TCC vs TCC Foundation, a cautionary tale

In an article published this week in the Fort Worth Report, reporter Jacob Sanchez details the long, growing divide between Tarrant County College and its philanthropic arm, Tarrant County College Foundation.

Central to this article is an independent development/operations audit performed by nonprofit consultants Project Partners in 2020. This report was commissioned after Tarrant County College communicated the need for the Foundation to raise more than $20 million – or ten times more than it had previously raised in a two year period.

After reading both the Fort Worth Report article and the Project Partners report, I think there are several sector-typical themes that present themselves:

  • Mandated Fundraising Goals – Over my career, I have heard many, many fundraisers complain about dictated fundraising goals. Several scenarios are repeated often:
    • Balancing the Budget on the Back of Development: Often the organization leadership needs to balance the budget and does so by adding to the fundraising revenue goals. I’ve seen frustrated development leads have to repeatedly defend themselves and their teams when unattainable goals aren’t met.
    • Unrealistic Expectations: Organizational leaders often don’t understand that donors are not an ATM. The process of attracting values-aligned donors and developing mutually beneficial philanthropic relationships takes time, consistency and engagement from all levels of the organization.
  • Do More with the Same – Contrary to popular thinking, donations just don’t come in on their own. It’s a strong competitive landscape with more charities than ever vying for the hearts and wallets of donors. Your story must be told, must be seen and must generate empathy and action. THIS IS FUNDRAISING. Fundraising is a revenue-generation strategy made up of smaller revenue-generation strategies (some with greater return potential than others). The more you invest, the more revenue you will see.
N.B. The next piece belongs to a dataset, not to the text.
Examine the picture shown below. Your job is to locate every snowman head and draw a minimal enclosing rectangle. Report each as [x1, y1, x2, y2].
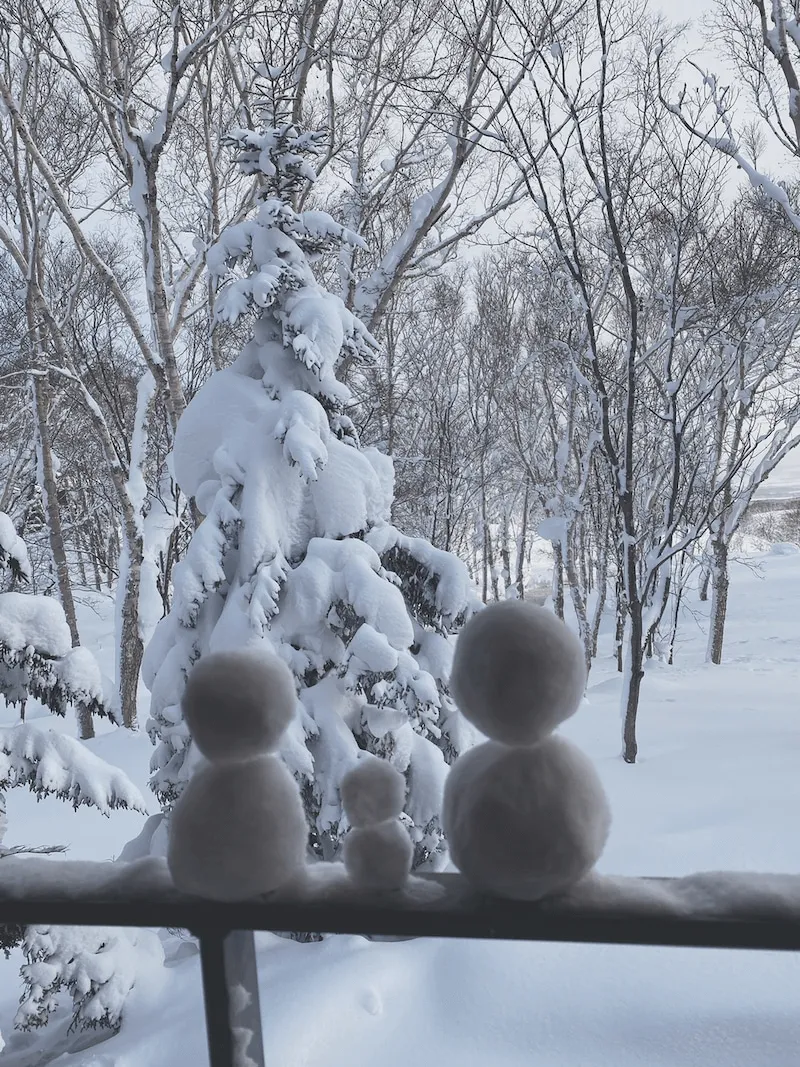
[340, 753, 405, 827]
[450, 601, 587, 746]
[181, 650, 297, 763]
There are some good thoughts on this in the Hands-On Fundraising Blog.
  • No Feasibility Study: It is dangerous not to test the philanthropic waters with a professional feasibility study prior to initiating a large fundraising campaign or significantly increasing annual revenue goals. Just because your organization thinks it’s a great project, there are other factors that can affect your success,, including timing, donor interest, and charitable giving . A feasibility study is worth every dime, every time – if you take the advice given.
  • Fundraising Staff Turnover – The well-documented development staff revolving door is not new news, and it only grows more costly every year. Established factors affecting fundraising turnover include pay and benefits, but emphasize the importance to fundraisers of working in an environment of attainable expectations, clear priorities, resource support, and leadership engagement. My last article, Nonprofit Talent Deficit, explored additional challenges to staff retention brought on by the pandemic. Add in a reputation for unrest, short-tenures and lack of respect for professional fundraising and you have an even bigger hill to climb.

Those are just a few of my takeaways…what were yours?

Tarrant County College clearly has some work to do. For the sake of their mission, I hope they get it done!